4A_692/2011: Rechtsmissbräuchlichkeit der Verjährungseinrede zwischen Konzerngesellschaften verneint; schweizerisches Recht nach IPRG 18

Gegen­stand des vor­liegen­den Urteils des BGer war ein Stre­it zwis­chen Gesellschaften des des Pelikan-Konz­erns (der bekan­nte Tin­ten­pa­tro­nen­her­steller, der in Malaysia börsenkotiert ist). In einem Patentver­let­zungsver­fahren mit ein­er Drittpartei waren zwei Pelikan-Gesellschaften, die im Rah­men des Verkaufs von Pelikan-Pro­duk­ten Sales- und Logis­tik­di­en­stleis­tun­gen erbracht­en, zur Rech­nungsle­gung verpflichtet wor­den. Dazu waren diese Dien­stleis­tungs­ge­sellschaften jedoch nur mit Infor­ma­tio­nen ein­er drit­ten Pelikan-Gesellschaft, der Liefer­an­tin, in der Lage. Auf Auf­forderung der Rechtsin­hab­erin hin klagten die Dien­stleis­tungs­ge­sellschaften gegen die Liefer­an­tin auf Erteilung ver­schieden­er Auskün­fte, even­tu­aliter Aktenedi­tion, suben­ven­tu­aliter Akteneinsicht.

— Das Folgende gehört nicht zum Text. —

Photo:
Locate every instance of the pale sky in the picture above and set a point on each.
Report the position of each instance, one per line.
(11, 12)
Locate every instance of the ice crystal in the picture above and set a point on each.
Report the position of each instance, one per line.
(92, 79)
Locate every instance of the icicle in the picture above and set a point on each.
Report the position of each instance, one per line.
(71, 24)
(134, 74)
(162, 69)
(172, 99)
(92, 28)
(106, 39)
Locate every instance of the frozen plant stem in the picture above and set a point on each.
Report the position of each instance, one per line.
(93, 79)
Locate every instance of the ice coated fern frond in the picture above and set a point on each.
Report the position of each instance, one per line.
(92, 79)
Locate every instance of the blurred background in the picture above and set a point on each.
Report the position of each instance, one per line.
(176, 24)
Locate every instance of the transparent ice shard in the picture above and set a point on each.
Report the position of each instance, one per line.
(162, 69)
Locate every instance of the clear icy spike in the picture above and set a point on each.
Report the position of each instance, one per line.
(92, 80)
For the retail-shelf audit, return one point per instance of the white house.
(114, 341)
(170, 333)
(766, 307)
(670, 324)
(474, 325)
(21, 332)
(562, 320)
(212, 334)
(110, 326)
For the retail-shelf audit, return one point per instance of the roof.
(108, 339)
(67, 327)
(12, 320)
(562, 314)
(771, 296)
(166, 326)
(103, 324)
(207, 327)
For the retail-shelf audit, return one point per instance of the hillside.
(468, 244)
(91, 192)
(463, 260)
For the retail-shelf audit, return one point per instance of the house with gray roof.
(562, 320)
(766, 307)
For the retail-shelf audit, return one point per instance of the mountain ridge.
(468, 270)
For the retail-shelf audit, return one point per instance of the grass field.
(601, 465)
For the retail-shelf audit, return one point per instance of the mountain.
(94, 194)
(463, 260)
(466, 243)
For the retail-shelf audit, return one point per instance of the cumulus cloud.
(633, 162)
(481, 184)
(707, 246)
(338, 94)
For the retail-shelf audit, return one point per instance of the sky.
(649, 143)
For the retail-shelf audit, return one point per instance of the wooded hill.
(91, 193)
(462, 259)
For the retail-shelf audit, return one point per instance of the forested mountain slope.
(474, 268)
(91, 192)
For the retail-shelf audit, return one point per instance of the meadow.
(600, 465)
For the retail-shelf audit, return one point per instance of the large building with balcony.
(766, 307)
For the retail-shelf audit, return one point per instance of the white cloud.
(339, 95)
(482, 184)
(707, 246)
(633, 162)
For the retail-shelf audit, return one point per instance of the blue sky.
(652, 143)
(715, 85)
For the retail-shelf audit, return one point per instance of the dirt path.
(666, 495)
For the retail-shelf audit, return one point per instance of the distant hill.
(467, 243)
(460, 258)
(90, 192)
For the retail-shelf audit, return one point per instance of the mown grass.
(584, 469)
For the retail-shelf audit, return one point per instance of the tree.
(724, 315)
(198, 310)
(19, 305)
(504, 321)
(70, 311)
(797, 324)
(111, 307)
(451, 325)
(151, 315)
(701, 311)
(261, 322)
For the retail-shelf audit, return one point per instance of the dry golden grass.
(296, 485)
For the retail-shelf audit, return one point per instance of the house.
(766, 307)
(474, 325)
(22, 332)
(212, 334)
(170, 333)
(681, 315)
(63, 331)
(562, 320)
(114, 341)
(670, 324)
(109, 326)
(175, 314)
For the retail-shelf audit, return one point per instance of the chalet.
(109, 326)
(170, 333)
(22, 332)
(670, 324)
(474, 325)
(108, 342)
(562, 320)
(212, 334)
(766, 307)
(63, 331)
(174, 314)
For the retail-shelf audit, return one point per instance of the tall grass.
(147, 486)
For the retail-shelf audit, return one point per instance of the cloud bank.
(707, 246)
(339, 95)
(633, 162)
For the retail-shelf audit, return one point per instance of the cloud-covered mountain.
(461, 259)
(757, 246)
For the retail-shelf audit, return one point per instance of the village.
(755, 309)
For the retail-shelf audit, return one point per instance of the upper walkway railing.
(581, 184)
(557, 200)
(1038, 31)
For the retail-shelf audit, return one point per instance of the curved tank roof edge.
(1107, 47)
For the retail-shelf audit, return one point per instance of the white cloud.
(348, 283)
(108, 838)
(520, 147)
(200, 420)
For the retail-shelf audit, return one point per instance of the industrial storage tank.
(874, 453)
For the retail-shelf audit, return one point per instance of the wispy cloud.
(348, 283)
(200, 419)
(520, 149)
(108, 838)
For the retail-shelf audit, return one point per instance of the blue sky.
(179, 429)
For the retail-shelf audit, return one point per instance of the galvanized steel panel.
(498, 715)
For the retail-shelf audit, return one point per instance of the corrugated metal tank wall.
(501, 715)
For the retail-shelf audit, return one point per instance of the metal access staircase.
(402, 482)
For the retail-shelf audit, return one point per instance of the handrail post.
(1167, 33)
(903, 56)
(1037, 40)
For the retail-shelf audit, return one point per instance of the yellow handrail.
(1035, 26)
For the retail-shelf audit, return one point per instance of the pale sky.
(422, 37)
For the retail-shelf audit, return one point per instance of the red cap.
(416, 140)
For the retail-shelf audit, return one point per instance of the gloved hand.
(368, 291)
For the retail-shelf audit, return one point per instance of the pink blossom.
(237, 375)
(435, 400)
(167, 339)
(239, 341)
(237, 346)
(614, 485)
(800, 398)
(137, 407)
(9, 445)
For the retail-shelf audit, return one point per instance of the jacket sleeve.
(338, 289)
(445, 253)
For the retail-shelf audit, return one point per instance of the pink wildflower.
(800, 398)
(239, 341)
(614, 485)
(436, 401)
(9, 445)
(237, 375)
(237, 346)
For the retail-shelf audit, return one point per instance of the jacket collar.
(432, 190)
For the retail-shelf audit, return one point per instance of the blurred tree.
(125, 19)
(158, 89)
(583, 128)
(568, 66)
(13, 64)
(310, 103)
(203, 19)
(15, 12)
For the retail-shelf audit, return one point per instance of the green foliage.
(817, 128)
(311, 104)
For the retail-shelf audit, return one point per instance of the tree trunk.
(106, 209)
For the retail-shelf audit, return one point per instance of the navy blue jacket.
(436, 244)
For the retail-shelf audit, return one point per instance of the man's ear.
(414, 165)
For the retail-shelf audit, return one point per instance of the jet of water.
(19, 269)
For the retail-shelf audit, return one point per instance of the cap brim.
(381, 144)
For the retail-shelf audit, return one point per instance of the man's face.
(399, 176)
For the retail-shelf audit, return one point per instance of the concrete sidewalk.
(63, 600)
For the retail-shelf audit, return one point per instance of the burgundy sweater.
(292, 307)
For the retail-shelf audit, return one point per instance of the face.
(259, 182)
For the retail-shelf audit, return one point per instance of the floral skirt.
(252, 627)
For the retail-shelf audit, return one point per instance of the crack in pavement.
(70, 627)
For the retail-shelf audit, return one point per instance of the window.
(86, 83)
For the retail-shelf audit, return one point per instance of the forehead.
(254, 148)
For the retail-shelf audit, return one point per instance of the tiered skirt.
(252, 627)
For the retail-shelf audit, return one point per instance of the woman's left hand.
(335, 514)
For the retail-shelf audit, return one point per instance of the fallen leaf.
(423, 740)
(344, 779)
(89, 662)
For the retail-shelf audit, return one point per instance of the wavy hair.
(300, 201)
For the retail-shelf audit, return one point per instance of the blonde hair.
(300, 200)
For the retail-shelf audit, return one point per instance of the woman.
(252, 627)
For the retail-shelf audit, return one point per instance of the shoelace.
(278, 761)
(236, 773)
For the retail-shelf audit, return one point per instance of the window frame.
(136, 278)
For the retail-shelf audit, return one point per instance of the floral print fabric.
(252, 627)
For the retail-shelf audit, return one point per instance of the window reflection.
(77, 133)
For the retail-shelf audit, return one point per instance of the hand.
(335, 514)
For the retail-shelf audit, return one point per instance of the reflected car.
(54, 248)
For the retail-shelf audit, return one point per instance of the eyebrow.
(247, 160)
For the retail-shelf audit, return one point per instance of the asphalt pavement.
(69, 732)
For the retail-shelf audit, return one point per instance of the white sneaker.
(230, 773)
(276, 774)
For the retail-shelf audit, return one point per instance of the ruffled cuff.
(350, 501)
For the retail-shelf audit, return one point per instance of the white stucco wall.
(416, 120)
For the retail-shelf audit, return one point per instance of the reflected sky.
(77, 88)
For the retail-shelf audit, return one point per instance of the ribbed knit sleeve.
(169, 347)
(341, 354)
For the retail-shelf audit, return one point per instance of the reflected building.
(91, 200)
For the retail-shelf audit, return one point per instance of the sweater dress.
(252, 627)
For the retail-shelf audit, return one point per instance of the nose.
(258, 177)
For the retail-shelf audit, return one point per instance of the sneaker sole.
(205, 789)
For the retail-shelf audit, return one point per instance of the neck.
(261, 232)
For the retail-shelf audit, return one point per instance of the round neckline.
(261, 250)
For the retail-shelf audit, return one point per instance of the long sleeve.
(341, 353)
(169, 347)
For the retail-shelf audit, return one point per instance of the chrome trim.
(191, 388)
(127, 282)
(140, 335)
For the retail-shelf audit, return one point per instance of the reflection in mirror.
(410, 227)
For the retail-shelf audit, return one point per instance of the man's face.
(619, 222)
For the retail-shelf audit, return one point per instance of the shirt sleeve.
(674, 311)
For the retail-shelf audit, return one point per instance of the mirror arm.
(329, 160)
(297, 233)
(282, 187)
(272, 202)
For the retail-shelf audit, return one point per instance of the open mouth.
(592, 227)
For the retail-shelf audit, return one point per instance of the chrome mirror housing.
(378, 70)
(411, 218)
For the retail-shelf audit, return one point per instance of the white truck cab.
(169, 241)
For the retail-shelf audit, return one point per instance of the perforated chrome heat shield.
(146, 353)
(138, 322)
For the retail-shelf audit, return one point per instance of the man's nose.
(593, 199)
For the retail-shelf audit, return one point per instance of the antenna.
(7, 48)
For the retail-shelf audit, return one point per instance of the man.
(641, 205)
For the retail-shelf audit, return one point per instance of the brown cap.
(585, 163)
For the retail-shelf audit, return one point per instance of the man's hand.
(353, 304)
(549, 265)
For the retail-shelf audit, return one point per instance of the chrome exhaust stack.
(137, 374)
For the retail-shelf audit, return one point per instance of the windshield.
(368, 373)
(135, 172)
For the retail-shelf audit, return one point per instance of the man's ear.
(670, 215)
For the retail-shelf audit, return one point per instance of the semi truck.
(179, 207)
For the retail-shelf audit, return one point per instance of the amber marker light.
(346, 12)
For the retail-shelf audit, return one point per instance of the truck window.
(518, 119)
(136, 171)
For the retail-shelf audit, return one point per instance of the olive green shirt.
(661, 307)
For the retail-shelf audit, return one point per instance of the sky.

Die Vorin­stanzen, das BezGer Uster und das OGer ZH, wiesen die Klage nach deutschem Recht als ver­jährt ab, soweit sie darauf ein­trat­en. WIllkür­lich (vgl. BGG 96) war die Anwen­dung des deutschen Rechts aus Sicht des BGer nicht. Die Klägerin­nen hat­ten vor BGer aber auch den (rechtlichen) Ein­wand des Rechtsmiss­brauchs erhoben. Dieser unter­ste­ht als schweiz­erische loi d’ap­pli­ca­tion immé­di­ate grund­sät­zlich (Aus­nah­men bleiben vor­be­hal­ten, vor allem mit Bezug auf den Durch­griff) dem schweiz­erischen Recht:

Beim Rechtsmiss­brauchsver­bot nach Art. 2 ZGB han­delt es sich um eine Norm, die zum pos­i­tiv­en ordre pub­lic gehört und die nach Art. 18 IPRG unab­hängig von dem durch eine all­ge­meinere Kol­li­sion­sregel beze­ich­neten Recht zwin­gend anzuwen­den ist, soweit eine hin­re­ichende Bin­nen­beziehung zur Schweiz beste­ht (BGE 128 III 201 E. 1). Die Voraus­set­zung ein­er genü­gen­den Bin­nen­beziehung ist vor­liegend mit dem Sitz der Beschw­erdegeg­ner­in in der Schweiz ohne weit­eres erfüllt.

Die Erhe­bung der Ver­jährung­seinrede kann insb. dann rechtsmiss­bräuch­lich sein, wenn der Schuld­ner den Gläu­biger ver­an­lasst hat, auf Schritte zur Durch­set­zung der Forderung zu verzicht­en:

Die Einrede der Ver­jährung stellt nach der Recht­sprechung einen Rechtsmiss­brauch im Sinne von Art. 2 Abs. 2 ZGB dar und ist nicht zu schützen, wenn sie gegen erweck­tes Ver­trauen ver­stösst, der Schuld­ner ins­beson­dere ein Ver­hal­ten gezeigt hat, das den Gläu­biger bewogen hat, während der Ver­jährungs­frist rechtliche Schritte zu unter­lassen, und das seine Säum­nis auch bei objek­tiv­er Betra­ch­tungsweise als ver­ständlich erscheinen lässt. Ein arglistiges Ver­hal­ten ist dabei nicht erforder­lich (BGE 131 III 430 E. 2 S. 437 mit Hinweisen).

Diese Voraus­set­zung war vor­liegend nicht erfüllt. Es gab keinen aus­re­ichen­den Grund, erst nach Auf­forderung der Rechtsin­hab­erin Klage zu erheben. Auch das Konz­ern­in­ter­esse war “unter den gegebe­nen Umstän­den” (!) nicht geeignet, das vom BGer für die Rechtsmiss­bräuch­lichkeit der Ver­jährung­seinrede geforderte Ver­trauen zu begrün­den:

Unter den gegebe­nen Umstän­den lässt sich auch nicht sagen, die Beschw­erde­führerin­nen hät­ten auf­grund des Umstands, dass die Parteien konz­ern­mäs­sig ver­bun­den sind, berechtigter­weise darauf ver­trauen dür­fen, die Beschw­erdegeg­ner­in werde keine Ver­jährung­seinrede erheben.